Twitter CEO resigns
Tech giant Twitter is never one to avoid the headlines. This week is no exception, as the company’s CEO Dick Costolo made a surprise announcement that he would be stepping down.
In a statement, he said “I am tremendously proud of the Twitter team and all that the team has accomplished together during my six years with the company.”
Twitter is typically under fire from the media, its users, or its investors for one issue or another, whether it be problems regarding privacy policies or the company’s inability to stimulate user growth and meet Wall Street’s revenue forecasts. Costolo has been a central figure in the constant scrutiny directed at Twitter, and feels that his resignation would remove some of those distractions for the company.
It appears that Wall Street might agree with those sentiments, with Twitter’s shares jumping by more than 7% in the wake of the announcement. Twitter’s co-founder Jack Dorsey will serve as the company’s interim CEO until a replacement is found.
YouTube’s gaming site
On the back of the success of Twitch, Amazon’s game streaming service, Google-owned YouTube is launching a site dedicated to compete for the allegiance of gamers. Amazon beat Google to the acquisition of Twitch just last year with an offer of $970 million, according to the BBC.
While the new site will focus on live streaming to directly compete with Twitch, other features will include individual profiles for games and gamers.
“Live streams bring the gaming community closer together, so we’ve put them front-and-centre on the YouTube Gaming homepage,” wrote Alan Joyce, YouTube’s gaming product manager in a blog post. “And in the coming weeks, we’ll launch an improved live experience that makes it simpler to broadcast your gameplay to YouTube.”
While YouTube’s initiative signals competition for Twitch, for gamers it means even more opportunity and resources to delve deeper into the world of gaming.
Oculus and Xbox partnership
At an Oculus event in San Francisco earlier this week, an unexpected guest arrived in the form of Microsoft’s Head of Xbox, Phil Spencer, who joined Oculus CEO Brendan Iribe on stage to announce a partnership between the two companies.
Oculus VR finally unveiled its Rift model, the first glimpse of the product that will be made available to consumers. Now, it will come hand in hand with an Xbox One controller.
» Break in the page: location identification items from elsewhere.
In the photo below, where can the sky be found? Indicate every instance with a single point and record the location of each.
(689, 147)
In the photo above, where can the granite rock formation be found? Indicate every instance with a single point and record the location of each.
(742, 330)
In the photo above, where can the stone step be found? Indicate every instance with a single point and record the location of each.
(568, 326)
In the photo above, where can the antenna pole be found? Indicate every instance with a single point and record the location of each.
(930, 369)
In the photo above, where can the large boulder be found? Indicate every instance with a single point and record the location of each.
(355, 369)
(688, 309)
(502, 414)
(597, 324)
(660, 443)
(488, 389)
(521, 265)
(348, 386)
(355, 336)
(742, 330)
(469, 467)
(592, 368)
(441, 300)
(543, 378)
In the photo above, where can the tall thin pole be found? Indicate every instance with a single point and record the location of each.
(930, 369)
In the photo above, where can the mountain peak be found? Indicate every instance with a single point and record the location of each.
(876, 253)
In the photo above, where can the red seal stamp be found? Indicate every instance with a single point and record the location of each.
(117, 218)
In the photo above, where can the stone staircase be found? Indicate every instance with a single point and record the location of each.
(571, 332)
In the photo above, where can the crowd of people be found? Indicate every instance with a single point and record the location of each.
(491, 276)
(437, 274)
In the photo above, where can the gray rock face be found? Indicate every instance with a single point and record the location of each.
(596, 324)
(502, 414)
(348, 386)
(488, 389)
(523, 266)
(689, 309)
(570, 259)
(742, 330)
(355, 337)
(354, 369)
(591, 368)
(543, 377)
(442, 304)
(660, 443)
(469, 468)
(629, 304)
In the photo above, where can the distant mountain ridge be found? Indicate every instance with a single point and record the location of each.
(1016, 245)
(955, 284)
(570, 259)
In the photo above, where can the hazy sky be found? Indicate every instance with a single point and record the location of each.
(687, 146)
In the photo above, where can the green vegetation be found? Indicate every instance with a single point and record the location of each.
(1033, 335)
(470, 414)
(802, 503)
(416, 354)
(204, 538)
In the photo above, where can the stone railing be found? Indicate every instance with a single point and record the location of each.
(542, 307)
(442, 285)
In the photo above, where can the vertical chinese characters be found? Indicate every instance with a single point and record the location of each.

The partnership will also enable Oculus users to stream Xbox One games to their virtual reality headsets, viewing them in different dimensions.
Oculus will be competing with other new VR products making their debuts in 2016, like HTC’s Vive and Playstation’s Morpheus. The Facebook-owned company may have taken a step towards that goal by throwing in its lot with Microsoft, which could be a real asset in elevating Oculus Rift above its competitors by bringing gaming into the virtual reality sphere. At the same time, Xbox can use Oculus as its vehicle to enter the increasingly anticipated era of virtual reality.
“We’re thrilled to be working closely with the team at Oculus. Their groundbreaking work in virtual reality is inspiring, and the Oculus Rift delivers a truly next-generation VR experience,” said Spencer. “We at Xbox are passionate about giving gamers the opportunity to play when and where they want. I can’t wait to see the incredible games created for the Rift, and we are proud to be a part of that experience.”